In order to provide the best customer experience, companies need to first create a customer journey map and customer personas; then make a positive connection with their customers; finally, follow up for feedback and act on it, while constantly producing helpful content and building a community.
Poor customer experience example
An example of poor customer experience that is worth studying is the incident of Blake Morgan and Groupon, a typical e-commerce website. The thing that bugged Morgan about this page was the trouble he faced trying to delete his account, which should be an obvious need of any user. According to Morgan, this might be an intentional act of the company in order to prevent customers from deactivating their accounts and keep their user metrics up high. In other words, Groupon is using a trick to inflate their index to look better in the eye of stakeholders, instead of improving their marketing strategies or services.
Good customer experiences require consistent efforts from the companies to satisfy their customers at every stage, including the showcase of transparency throughout the journey. In the case of Groupon, its lack of transparency resulted in bad practices and poor customer experience.
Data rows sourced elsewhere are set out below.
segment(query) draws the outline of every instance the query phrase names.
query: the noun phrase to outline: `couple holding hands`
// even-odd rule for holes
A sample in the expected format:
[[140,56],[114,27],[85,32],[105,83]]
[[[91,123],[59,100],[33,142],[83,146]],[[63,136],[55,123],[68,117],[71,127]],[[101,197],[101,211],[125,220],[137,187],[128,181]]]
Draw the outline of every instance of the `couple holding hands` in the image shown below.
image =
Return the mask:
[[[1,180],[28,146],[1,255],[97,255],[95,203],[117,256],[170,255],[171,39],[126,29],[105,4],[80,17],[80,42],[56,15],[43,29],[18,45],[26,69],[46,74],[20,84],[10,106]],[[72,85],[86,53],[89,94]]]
Exemplary customer experience example
On the other hand, Blaze, a pizza company based in Boston, is an excellent example of providing positive and memorable customer experiences.
The promo was simple: to celebrate Pi Day, March 14th (yes, there is a Pi Day), they offered a discount on all pizza at only $3.14. Newsletters were sent via email and banners about the promo were hung in stores, and all customers can enjoy the special price without having to register by phone or hand in a coupon.
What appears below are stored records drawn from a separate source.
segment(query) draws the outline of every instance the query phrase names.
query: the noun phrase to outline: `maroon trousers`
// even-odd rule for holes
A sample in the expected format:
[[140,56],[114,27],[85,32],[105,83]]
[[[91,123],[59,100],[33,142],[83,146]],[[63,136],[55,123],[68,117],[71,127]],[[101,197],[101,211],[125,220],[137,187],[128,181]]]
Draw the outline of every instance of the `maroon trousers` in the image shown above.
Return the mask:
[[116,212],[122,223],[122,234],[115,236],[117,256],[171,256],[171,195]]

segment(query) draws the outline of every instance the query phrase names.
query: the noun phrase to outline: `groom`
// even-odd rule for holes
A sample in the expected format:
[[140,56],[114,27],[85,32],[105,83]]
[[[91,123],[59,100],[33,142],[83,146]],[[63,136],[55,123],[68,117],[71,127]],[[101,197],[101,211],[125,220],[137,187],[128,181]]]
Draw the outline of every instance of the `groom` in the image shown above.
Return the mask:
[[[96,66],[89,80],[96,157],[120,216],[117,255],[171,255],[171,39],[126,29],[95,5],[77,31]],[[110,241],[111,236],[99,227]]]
As a math geek myself, it was impossible for me to ignore the event. The store I dropped by was crowded, but the staff still greeted me warmly and thanked me for coming in. In a big city like Boston where people have lots of choices for restaurants, this kind of experience makes a huge difference. I had such a splendid time there that I promised myself to soon come back for more, and even recommended the deal to all of my coworkers and friends. Some of them actually went to Blaze on the same day or later.
This success of Blaze is a combination of many notable factors:
They do not spam my email with tons of repeated content. I have never received more than one email a week, and the newsletters are very relevant with promos that I actually want to be informed of.
It was so easy to enjoy the deal, I didn’t have to pull out my phone out of the pocket or remember to bring a coupon. Also, even though they were super busy on the promo day, I was still treated kindly and served food quickly. The ease and comfort they offered left a positive experience that stands out.
I took my girlfriend to the place once and she ordered a gluten-free pizza, which means a lot of extra work for the staff, including changing gloves, cleaning the surface areas and switching out utensils. We expected a grunt, but there was none.
And while Blaze’s employees were swapping their gloves and preparing the gluten free crust, they created a level of trust that attracts loyal customers.
Last but not least, the pizza was delicious. I ate the whole pie in one sitting, and for under half of the normal price. Sometimes customer experience is just simple as that.